Thursday, May 28, 2009

Justice is Blind -- and Right the First Time

I was asked recently to look over a few grade reviews. Overall, I'm impressed both at the care taken with the process and with the gall some students seem to have.

After I agreed to be a blind reviewer, I got the packets in my office box. I get the entire portfolio, and one of the office secretaries has whited out most all instructor's comments and grades. I'm literally getting it like it's just submitted. Sometimes I get information like what the instructor gave for class participation grades -- that's not something I could know by looking at a portfolio. But if I wanted to know what the first teacher had given it, I'd have to guess. There is no way of telling. In the cases I looked at, I was also the second blind reviewer. I got no notes on what the first reviewer thought. The dude in charge basically averages our scores together to see if that average differs significantly from the instructor who gave the original grade. The process is very solid, at least based on my experiences with it. If only 3% of appeals are approved, we must be pretty in sync grading-wise.

Or it could be because people who submit grade appeals are largely stupid.

Of the three reviews I did today, two of them were abysmal attempts at writing and the third was a pretentious attempt to get an A when the student was lucky to get that B. One student was simply ... incoherent. There really isn't another way to explain it. He wrote about Cartman and South Park as being the formative experience in his life. At least I think it was. It was hard to figure out what he was saying. His final project was a bunch of movie reviews.
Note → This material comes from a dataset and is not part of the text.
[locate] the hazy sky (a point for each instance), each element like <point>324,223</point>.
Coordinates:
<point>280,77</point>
Our final project for that class involves creating multiple genres based on research. He wrote a bunch of very simplistic and poorly spelled movie reviews. I found myself wanting to write WTF in the margins quite often. Which I probably could've done, it's a blind review. Another student went off on a tear about Bush, and it wasn't even a particularly factual tear. S/he wrote an entire paper about the wrong interpretation of a cartoon. The final argument paper was about why we should lower the drinking age to 16 years old because it's hard for bartenders to make more than $120 a week. If that wasn't his or her intention, that was certainly the point I got out of it.

Good lord. As I said in a previous post, there were more grade appeals than normal this semester, probably because of the recession. There will probably be more in the next few weeks. But those three certainly will NOT be part of the 3% triumphing over the system.